One of my apps (nikola-sharder) is seeing major delays and often 599s suddenly with no changes on my end. I’ve just tried to re-deploy but the issue remains? Any ideas what might be up here?
I’m going to try removing and re-adding regions. Thanks!
Update: looks like the requests are failing when they happen from my digital ocean servers, but not from my local network.
We don’t have anything that would generate a 599, are you running a proxy in front of your fly app? We had some issues with our routing layer that might be the cause of this: https://status.flyio.net/
hey sorry I forgot you don’t give 599s. My tornado health checker is reporting 599s, but the real issue is timeouts I think. The 599s are synthetic, but the timeouts are real. Updown.io reports intermittent TLS timeouts.
No proxy in front of my Fly App. Btw, is there a way to explicitly route a request to each region to narrow in on the issue.
okay so the problem is persisting after I tried removing and adding regions, redeploying, and scaling up / down. Here’s a curl that’s failing often with a TLS timeout. Am going to try checking region by region next. Any ideas? Thanks!
Yes, so I just suspended it to try the old “turn it off and turn it on again” trick. I’m happy to report that may have “fixed” the issue after I resumed it.

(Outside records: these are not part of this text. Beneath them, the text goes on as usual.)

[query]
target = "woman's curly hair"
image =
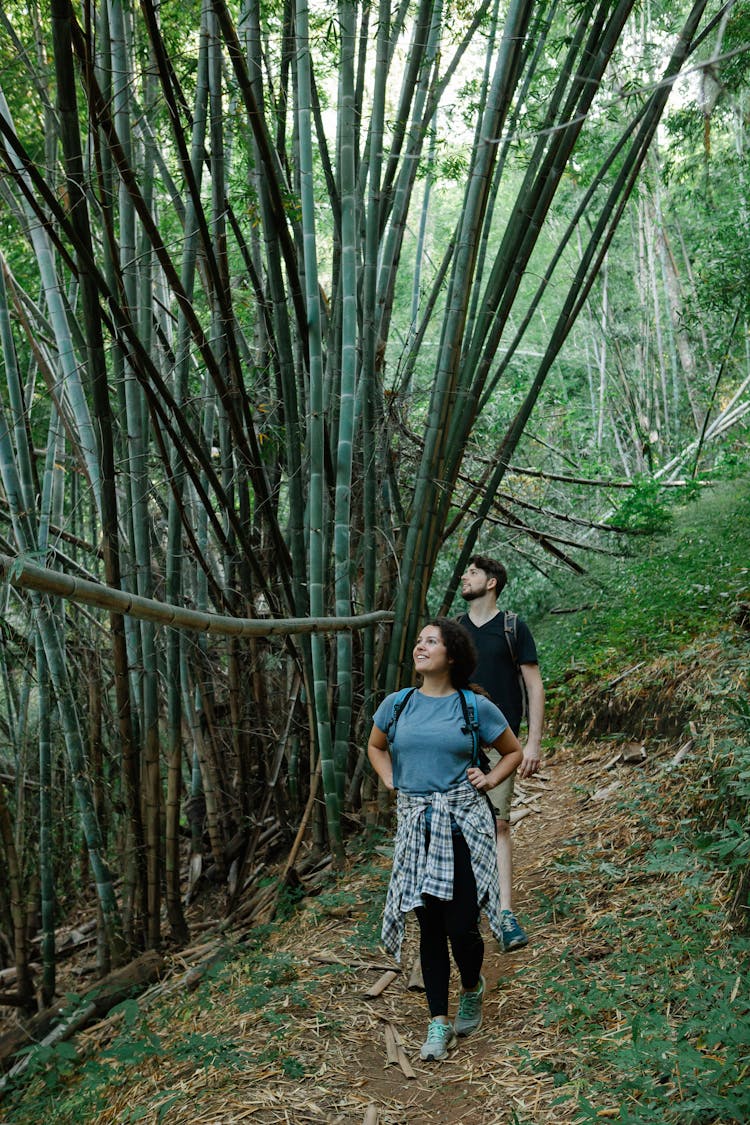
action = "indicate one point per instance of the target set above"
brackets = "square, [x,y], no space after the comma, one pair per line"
[460,648]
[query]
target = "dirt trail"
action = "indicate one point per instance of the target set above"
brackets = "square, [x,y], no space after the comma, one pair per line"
[292,1037]
[485,1080]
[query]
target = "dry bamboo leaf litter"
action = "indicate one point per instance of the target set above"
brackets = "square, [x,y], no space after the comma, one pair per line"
[323,1027]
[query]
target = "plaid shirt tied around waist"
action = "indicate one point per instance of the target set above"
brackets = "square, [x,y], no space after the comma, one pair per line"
[418,871]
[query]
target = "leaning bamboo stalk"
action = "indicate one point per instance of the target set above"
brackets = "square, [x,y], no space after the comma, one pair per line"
[26,575]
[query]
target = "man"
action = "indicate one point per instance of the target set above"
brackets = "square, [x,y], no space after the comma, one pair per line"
[496,672]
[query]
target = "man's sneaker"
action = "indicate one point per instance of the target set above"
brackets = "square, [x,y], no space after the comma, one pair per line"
[514,937]
[469,1017]
[441,1038]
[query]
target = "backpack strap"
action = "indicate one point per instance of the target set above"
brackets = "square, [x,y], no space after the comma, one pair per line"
[511,626]
[399,703]
[470,721]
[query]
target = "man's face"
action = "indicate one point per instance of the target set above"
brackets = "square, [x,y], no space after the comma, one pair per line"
[475,583]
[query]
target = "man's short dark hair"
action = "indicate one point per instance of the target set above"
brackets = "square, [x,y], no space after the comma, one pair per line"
[491,568]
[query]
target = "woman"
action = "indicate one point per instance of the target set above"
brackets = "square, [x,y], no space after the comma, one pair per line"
[444,858]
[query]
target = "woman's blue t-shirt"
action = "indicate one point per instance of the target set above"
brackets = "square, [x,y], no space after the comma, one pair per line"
[430,750]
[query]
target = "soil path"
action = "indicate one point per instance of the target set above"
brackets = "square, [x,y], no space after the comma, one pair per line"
[488,1079]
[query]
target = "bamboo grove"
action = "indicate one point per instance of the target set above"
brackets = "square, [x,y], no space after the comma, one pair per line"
[216,308]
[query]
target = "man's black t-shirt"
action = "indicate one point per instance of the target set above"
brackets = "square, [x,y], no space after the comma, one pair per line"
[495,671]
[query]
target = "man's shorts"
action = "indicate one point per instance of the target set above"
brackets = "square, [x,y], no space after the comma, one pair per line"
[502,795]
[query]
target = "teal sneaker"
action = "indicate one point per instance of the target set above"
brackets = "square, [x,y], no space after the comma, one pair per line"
[469,1017]
[441,1038]
[514,936]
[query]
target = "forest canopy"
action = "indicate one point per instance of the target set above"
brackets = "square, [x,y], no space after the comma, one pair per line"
[299,307]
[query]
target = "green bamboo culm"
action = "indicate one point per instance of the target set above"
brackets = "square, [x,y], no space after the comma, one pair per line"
[55,660]
[346,395]
[316,432]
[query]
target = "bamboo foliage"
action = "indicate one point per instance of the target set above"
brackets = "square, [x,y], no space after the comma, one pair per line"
[217,230]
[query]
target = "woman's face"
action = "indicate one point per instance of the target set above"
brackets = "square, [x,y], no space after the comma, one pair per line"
[430,651]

Though I’m not yet sure and I am still spooked as this is a key service for my app.
I flushed the cached certificates for your app around the same time you restarted. Odds are, my flush fixed it. We might have had lingering cache issues for your cert from the router issues earlier today.
This morning, I noticed there were still some issues with TLS handshakes in certain regions. I did a thing (restart our proxy) that appears to have fixed it.
We’re still on this, it’s very strange but I think we’re making progress! You should see far fewer check failures now (but you’ll still see them intermittently).